Lot #16 and the house on it was purchased by Daniel Good (1809-1870) in 1859, the owner of the Good Tannery at the west end of Gratz, who owned it and several other properties in this block during the Civil War.  Previously, the property had been owned by Louisa Gratz (sister to Simon Gratz); Josiah Riegel; and Solomon Shindel and his wife Elizabeth [Fry] Shindel  The stately brick house was built around 1836 by Elizabeth [Fry] Shindel .  Tax records show that the Shindel’s leased the house to Theodore Gratz  around 1837 through about 1857.  It is probably the only house in Gratz that is known by a name other than a long-time owner.  Theodore Gratz was the first “Mayor” of Gratz Borough and several of his children were born in this house, including John C. Gratz who died during the Civil War.  See prior post:  Gratz Family of Gratz, Civil War Veterans.

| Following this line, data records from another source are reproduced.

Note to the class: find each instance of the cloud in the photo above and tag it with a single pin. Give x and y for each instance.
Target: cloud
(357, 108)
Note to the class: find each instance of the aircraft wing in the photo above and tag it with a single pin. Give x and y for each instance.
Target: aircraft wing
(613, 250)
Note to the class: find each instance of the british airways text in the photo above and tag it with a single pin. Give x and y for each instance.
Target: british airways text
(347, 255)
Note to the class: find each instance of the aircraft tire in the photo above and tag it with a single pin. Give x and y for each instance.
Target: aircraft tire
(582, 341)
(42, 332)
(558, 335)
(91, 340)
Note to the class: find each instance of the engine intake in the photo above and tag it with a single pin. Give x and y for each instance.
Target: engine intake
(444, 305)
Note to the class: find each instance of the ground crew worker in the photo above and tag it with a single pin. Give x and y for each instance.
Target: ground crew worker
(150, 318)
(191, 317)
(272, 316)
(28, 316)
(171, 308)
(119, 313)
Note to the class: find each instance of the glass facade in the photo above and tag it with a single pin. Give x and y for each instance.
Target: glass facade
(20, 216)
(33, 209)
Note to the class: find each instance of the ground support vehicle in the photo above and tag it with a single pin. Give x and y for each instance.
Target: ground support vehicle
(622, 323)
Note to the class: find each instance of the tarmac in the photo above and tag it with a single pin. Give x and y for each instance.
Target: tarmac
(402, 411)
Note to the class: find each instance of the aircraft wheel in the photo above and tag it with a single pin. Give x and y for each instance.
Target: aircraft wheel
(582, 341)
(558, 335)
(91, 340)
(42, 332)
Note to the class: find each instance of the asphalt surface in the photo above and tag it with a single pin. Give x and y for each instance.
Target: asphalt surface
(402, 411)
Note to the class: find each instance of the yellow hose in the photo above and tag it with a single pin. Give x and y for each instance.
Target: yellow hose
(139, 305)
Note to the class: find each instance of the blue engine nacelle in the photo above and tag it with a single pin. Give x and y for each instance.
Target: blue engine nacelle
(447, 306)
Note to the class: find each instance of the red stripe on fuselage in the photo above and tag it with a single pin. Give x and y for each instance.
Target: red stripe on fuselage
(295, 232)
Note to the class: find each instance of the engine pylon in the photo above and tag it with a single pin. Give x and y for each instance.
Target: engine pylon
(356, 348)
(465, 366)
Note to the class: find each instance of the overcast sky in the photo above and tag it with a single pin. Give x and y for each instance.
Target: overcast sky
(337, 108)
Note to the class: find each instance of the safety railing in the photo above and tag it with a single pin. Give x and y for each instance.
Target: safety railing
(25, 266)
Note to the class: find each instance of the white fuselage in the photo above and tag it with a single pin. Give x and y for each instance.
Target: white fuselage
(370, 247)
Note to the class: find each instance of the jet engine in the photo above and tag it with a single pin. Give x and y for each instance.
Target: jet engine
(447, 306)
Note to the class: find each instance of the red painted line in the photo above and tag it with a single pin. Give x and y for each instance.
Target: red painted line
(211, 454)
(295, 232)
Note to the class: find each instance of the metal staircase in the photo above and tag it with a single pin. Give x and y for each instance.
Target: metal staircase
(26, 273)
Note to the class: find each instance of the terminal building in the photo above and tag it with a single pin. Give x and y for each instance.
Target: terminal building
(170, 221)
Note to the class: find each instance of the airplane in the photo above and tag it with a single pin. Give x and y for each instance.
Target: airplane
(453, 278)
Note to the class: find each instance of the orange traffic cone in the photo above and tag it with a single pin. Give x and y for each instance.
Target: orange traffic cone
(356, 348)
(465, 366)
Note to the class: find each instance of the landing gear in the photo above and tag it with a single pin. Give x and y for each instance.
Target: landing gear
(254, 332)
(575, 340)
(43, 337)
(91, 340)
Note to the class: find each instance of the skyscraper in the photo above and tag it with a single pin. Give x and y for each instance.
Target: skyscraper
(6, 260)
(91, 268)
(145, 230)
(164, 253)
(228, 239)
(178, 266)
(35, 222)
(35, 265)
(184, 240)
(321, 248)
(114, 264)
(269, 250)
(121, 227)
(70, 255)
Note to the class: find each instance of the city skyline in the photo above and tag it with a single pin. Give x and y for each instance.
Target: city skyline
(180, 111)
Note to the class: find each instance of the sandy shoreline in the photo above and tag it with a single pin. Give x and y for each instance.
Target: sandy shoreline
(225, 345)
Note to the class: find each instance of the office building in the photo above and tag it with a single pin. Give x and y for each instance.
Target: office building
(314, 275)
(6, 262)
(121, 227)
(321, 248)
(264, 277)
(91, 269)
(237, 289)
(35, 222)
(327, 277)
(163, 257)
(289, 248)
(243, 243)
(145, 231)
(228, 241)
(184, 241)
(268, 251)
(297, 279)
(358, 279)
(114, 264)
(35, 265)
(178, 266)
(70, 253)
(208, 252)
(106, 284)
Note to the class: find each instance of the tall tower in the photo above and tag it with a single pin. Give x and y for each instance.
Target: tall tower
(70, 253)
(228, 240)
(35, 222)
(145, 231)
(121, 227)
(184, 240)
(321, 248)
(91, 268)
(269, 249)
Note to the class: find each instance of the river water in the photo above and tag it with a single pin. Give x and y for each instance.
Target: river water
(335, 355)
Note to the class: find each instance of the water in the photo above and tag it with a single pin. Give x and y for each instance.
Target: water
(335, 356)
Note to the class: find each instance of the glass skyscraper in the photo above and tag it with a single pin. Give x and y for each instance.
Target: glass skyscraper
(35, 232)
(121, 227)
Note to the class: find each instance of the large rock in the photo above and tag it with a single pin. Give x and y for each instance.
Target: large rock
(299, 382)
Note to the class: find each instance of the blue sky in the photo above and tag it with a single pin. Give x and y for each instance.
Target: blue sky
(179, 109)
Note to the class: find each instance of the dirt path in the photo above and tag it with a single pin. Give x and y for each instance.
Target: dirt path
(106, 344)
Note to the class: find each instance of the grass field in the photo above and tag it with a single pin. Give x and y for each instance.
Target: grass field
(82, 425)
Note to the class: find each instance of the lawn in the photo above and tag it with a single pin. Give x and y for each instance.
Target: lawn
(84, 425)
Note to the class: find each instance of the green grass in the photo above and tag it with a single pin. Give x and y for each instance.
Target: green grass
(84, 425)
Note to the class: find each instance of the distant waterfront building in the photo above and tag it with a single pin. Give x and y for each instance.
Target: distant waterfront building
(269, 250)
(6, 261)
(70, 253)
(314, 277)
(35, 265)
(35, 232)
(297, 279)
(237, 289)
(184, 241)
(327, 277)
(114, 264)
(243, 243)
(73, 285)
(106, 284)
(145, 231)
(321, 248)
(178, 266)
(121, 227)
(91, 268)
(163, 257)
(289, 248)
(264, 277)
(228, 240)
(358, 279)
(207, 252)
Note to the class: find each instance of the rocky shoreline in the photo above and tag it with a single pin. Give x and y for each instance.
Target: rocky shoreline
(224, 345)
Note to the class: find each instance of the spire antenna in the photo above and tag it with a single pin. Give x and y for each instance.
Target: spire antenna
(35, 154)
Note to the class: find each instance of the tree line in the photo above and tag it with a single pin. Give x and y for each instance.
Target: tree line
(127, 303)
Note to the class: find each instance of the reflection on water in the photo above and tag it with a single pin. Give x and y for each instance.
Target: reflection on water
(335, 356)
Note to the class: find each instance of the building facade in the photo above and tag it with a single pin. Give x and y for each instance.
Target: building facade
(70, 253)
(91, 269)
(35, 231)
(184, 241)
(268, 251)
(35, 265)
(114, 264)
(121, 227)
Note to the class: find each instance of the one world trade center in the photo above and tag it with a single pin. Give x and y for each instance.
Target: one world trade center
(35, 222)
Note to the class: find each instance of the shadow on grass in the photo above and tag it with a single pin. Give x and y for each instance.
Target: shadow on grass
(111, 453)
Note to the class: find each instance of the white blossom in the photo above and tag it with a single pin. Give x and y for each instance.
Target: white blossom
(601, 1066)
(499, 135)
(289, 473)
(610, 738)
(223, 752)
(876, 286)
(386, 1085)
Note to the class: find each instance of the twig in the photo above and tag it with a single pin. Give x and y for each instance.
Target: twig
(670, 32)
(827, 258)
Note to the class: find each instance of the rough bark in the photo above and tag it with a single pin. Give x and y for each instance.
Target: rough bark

Not much is known about the occupants of this house during the Civil War years, 1861-1865, other than the name of the owner, Daniel Good. One of Daniel Good‘s sons, John L. Good (1845-1928) was living here in 1860 and he later served in the 177th Pennsylvania Infantry, Company I, under Captain Benjamin J. Evitts, and later with the 210th Pennsylvania Infantry, Company H, as a Corporal.  After the war, he left the area and took up farming in Boone County, Iowa.  Daniel Good’s oldest son, Jeremiah Good (1836-1905) operated the Good Tannery during the war years and his account books are preserved at the Gratz Historical Society; no record of Civil War service has been located for Jeremiah Good and he was not living at the “Gratz House” in 1860, but he was living in Gratz.

John L. Good (1845-1928)

Only one Civil War veteran is known to have lived here after the war years, Jonathan B. Gise (1840-1915), who served in the 210th Pennsylvania Infantry, Company H.  He was a veterinarian and had moved away from Gratz for a while but returned after 1900 as a widower.  His daughter Gertrude gave musical lessons here and was the church organist for the Evangelical Church on the opposite corner.  Jonathan Gise’s wake and funeral were held in the front parlor of the house in 1915 and he was buried in Gratz Union Cemetery.

J. B. Gise (1840-1915)

The “Theodore Gratz House” became part of the mural to celebrate the Bicentennial of the founding of Gratz, 1805-2005.  The mural is located inside the Gratz Community Building on North Center Street.

Today, the “Theodore Gratz House” proudly retains its character and charm in restored condition as a private home on West Market Street in Gratz Borough – looking much the way it must have looked during the Civil War years.

Some of the information for this post was taken from the book A Comprehensive History of Gratz Pennsylvania.